Use binary search, with .dockerignore.

Add half your files to .dockerignore, and build the container. If it uses the cache for the COPY step, then you know the changed files are in the set you ignored, otherwise you know it's in the other half. Repeat this test with the set of files that has the change, until it's just one file/folder.

(Dear lazyweb: figure out some way to extend Docker to make this less painful!)

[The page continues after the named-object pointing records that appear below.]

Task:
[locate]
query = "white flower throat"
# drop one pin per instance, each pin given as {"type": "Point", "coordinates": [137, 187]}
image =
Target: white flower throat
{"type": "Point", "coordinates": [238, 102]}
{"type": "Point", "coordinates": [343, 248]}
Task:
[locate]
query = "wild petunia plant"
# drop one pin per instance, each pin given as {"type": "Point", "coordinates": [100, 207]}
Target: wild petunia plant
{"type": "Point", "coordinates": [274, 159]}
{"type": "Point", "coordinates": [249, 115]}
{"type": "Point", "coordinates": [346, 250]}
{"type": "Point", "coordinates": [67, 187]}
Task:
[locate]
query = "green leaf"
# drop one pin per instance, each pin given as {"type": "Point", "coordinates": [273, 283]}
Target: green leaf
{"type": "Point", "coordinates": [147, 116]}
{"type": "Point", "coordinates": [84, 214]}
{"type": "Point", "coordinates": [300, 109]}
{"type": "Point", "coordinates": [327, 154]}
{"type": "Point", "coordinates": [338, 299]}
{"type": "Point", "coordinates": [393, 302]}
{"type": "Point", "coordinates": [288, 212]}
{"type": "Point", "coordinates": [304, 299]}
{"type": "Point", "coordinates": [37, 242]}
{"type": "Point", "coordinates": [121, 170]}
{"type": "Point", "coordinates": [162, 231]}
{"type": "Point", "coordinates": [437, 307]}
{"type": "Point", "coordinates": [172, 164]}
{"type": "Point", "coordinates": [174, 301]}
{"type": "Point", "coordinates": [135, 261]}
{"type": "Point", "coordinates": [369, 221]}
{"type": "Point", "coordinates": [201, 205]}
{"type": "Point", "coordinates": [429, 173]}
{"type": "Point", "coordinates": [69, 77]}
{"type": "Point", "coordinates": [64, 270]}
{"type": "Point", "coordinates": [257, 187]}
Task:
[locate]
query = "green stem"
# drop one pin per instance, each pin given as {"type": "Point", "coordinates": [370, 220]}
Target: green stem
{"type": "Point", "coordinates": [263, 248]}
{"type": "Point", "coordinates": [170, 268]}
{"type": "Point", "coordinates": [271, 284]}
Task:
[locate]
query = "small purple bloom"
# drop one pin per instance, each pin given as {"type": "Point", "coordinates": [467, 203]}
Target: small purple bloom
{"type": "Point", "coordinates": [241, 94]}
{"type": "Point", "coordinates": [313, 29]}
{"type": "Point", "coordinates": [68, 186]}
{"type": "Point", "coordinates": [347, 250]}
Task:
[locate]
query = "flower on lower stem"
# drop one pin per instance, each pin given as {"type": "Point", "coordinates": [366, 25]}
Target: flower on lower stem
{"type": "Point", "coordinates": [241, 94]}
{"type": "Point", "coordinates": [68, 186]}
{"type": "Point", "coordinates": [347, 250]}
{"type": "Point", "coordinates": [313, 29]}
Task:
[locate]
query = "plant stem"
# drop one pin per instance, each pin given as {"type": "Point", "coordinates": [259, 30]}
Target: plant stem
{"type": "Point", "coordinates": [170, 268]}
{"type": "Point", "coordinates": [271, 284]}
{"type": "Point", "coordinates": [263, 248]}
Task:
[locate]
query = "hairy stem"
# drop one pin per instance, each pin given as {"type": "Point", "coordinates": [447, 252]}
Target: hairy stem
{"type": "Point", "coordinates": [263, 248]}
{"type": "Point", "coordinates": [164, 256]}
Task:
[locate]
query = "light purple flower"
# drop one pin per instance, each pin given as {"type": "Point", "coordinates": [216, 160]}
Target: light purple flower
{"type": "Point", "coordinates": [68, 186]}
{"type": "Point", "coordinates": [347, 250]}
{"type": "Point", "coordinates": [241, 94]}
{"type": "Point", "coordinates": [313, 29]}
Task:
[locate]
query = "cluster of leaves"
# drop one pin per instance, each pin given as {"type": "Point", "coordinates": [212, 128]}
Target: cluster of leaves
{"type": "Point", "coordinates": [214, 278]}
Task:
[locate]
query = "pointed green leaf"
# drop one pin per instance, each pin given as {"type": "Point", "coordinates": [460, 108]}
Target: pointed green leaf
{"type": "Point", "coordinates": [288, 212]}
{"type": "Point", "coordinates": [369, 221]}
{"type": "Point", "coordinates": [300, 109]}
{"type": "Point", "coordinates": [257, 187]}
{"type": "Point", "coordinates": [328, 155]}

answered Jan 12 '16 at 18:51

Timmay

271
2
5

3

Sounds an okay approach for debugging something locally, thanks. In my case, I'm currently trying to debug the Docker cache in a CI environment, and I'm a bit bummed that I can't seem to find any way to make the Docker build more verbose =/ – elias May 03 '19 at 09:02
In my case the cache is only invalidated some times, so this approach wouldn't work – Shanteva May 12 '21 at 18:51

score 0 · Answer 2 · answered Jan 08 '23 at 10:25

As I've discussed in this blog post, I found the following reasons for (unexpected) cache misses in Docker:

If the problem happens in a CI pipeline, and if you use multiple build agent machines (or "ephemeral" machines), it might happen that build job #1 was executed on agent #A, but build job #2 was executed on agent #B, which has a different local cache than agent #A. Consequently, when you look at your CI pipeline output, be sure to check on which agent the jobs are executed. To prevent these kinds of cache misses, you can use a remote cache, storing caching information in a remote image registry. There are two implementation approaches: inline caching (where the image builder embeds caching meta-data into the image it builds), or using a separate registry cache (where a separate image is pushed that contains only cache blobs). The usage details of remote caching depend on your image builder tool. For instance, docker build supports only inline caching (see here), docker buildx (or when using BuildKit directly) supports both approaches (see here), Buildah and kaniko only support the registry cache.
If you use ARG in your Dockerfile, it is easy to accidentally break the cache invalidation. Whenever the value of some ARG is different between two docker build executions, the second execution won’t be able to reuse the previously cached layer for a RUN or ENV command that uses the ARG's value. This then also invalidates all follow-up layers. See here for background information. If you use multi-stage builds, and if you run docker build several times (for different targets), make sure you always provide the same ARG values to all docker build calls!
Sometimes the entire image is rebuilt whenever a new base image has been released (that you reference in a FROM statement). This particularly happens if you use docker build --pull. You need to closely look at the builder’s output of the first layer, which includes the SHA-256 checksum of the base image. If it keeps changing frequently, there is no real "fix". Your image should be rebuilt, to include the most recent security fixes of the base image. However, if the base image is rebuilt very often (e.g. multiple times per day), you may want to stop using the --pull flag, and instead have a different approach that only runs docker pull <base image> (or delete the base image) more rarely, e.g. once per day.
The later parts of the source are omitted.